The Fourth Sex: Adolescent Extremes
9 January – 9 February 2003

Despite the present trend for corroboration between fashion and art, few examples have been as believable as the exhibition The Fourth Sex: Adolescent Extremes, in spite of its somewhat pretentious title. The show was initiated by Florence’s annual men’s fashion trade fair, Pitti Uomo, but this somewhat banal commercial element has done nothing to undermine its integrity. The exhibition’s curator, Francesco Bonami, who is also curating this year’s Venice Biennale, teamed up with Belgian fashion designer Raf Simons to explore youth’s private angst and apathy vis à vis approaching adulthood.

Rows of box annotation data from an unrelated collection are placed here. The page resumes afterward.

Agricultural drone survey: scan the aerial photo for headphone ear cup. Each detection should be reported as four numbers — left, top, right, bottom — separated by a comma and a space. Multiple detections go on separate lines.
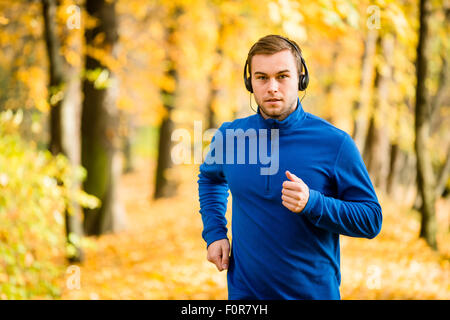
245, 77, 253, 93
298, 57, 309, 91
244, 60, 253, 93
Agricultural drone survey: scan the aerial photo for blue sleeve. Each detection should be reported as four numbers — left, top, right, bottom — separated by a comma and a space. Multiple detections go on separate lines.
300, 134, 383, 239
198, 123, 229, 247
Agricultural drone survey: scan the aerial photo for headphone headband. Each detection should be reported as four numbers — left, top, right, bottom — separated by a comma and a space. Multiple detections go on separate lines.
244, 35, 309, 93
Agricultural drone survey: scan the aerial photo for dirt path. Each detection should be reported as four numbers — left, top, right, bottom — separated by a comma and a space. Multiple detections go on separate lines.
62, 162, 450, 299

The exhibition was held in the city’s former train station, where a regiment of specially constructed cubes provided a dramatic labyrinthine setting. Black on the outside with white interiors, they formed a small cityscape where works by prominent artists mixed with magazine editorials, video commercials and film stills.

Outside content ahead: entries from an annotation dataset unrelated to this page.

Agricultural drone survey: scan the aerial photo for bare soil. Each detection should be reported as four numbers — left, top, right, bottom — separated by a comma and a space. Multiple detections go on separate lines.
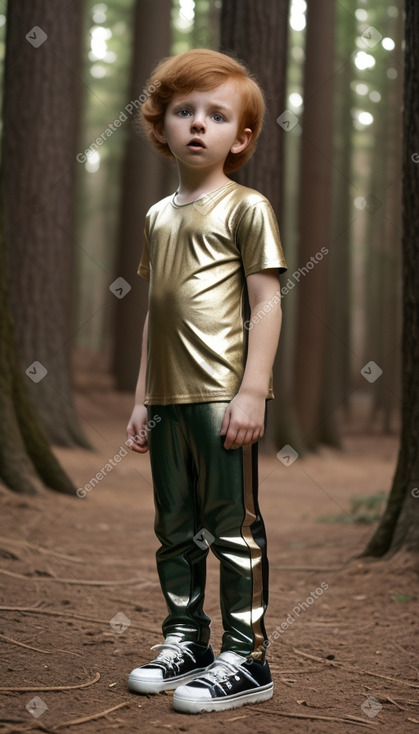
0, 390, 419, 734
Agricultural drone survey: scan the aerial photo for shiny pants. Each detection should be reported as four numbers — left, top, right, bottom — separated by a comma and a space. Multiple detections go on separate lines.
148, 402, 268, 660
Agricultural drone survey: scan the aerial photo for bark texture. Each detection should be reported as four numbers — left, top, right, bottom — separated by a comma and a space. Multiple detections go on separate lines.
3, 0, 88, 447
114, 0, 176, 391
365, 0, 419, 556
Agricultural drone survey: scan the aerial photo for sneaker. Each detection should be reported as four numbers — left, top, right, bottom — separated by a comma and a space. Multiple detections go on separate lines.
173, 652, 274, 714
128, 635, 214, 693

This elegant but neutral setting formed a perfect contrast to the volatile subject matter: youth’s rite of passage from puberty into adulthood, focusing specifically on that complex cocktail of creative and destructive forces unleashed by all those pubescent hormones. Opting for the diversity of adolescence and making the search for identity (hence fashion) the essence of the show, Bonami and Simons concentrated on the private experience rather than political expression. Few student uproars but plenty of sexual insecurity and bravura. From almost dry taxonomical observations, like the rise of awkward self-consciousness in Rineke Dijkstra’s photo-sequence of a young girl growing up in a refugee situation in the Netherlands (Almerisa, 1994 – 2002), to photographers Parsons & Hay’s registration of misguided anger from a virile youth towards the pinnacle of bourgeois romance (Fuck You Sunset, 2000), all works were chosen for their display of, often clumsily suppressed, bouts of energy, confusion and emotional denial. Surprising were the number of sculptures, most notably Bjarne Melgaard’s piece about frustrated youth’s flirtation with suicide (Untitled, 2001).

And this is where the show gained credibility. At no point did it become the advocate of fashion’s fascination with the subject, that ultimate sales tool, especially where nostalgically lingering adults are concerned. Instead, it focused on the source of fashion’s inspiration; the confusing road towards an allegedly adult, personal identity.